By Pam Prather
The H-1B quota for 2012 (10/1/2011 – 9/30/2012) was met on November 22, 2011. Although most immigration practitioners knew it was coming, it was still a disappointment to hear this news – particularly because it was given the day AFTER it happened. So, as in years past, we are again messengers of a frustrating policy to U.S. employers eager to issue job offers to foreign nationals.
Fortunately, there are some exemptions to the cap. These should be kept in mind when strategizing a case, as it means an employer could file even after the quota has been met:
- Extension applications for persons currently in H-1B status (and, in certain circumstances, for persons who were previously in H-1B status and seek to regain it)
- New Employer applications for H-1B holders transferring from one employer to another
- Applications by employers who are institutions of higher education, nonprofit research organizations, or governmental research organizations
If the cap has been met, and a case is not eligible for an exemption, what’s left to do?
In certain circumstances, there are other – some perhaps lesser known – employment visas that should be carefully explored with the employer and the employee:
- L-1 intracompany transferees, for employees who worked for a related corporate entity abroad
- TN (under NAFTA) for Canadians and Mexicans
- E-3 for Australians
- E-1 and E-2 for treaty-investor or treaty-traders (from certain countries)
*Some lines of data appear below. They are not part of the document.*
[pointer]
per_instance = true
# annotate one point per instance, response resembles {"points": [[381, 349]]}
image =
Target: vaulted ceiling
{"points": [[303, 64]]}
- F-1 for students of higher education who qualify for limited work authorization (and possible STEM OPT extensions)
- O-1 for persons of extraordinary ability
In addition, there may be work authorization available to employees at certain stages of the “Green Card” process.
Federal law caps the number of new H-1Bs at 65,000 per year. Citizens of Singapore and Chile get 6,800 of those under specific trade agreements, so general availability is actually 58,200. There are an additional 20,000 for those who have achieved a U.S. Master’s (or higher) degree, a ‘gift’ bestowed by Congress in December 2004.
With the American economy slowing down as it has, last year’s quota remained open for 10 months, and this year’s remained open for almost 8 months. In past years, the H-1B quota was exhausted in one day!
Not having this vital program available to employers year-round makes obvious the point that the arbitrary quota is not sufficient to meet U.S. workforce needs. Congress and the President should increase the quota, or in the alternative, eliminate it altogether.
Although the H-1B is by far the most commonly used temporary, nonimmigrant work visa, there are some other options to consider. As with all immigration law, however, they are complex. Remember to consult with a qualified immigration attorney to help you through the labyrinth of each possibility, and to ensure compliance with federal law.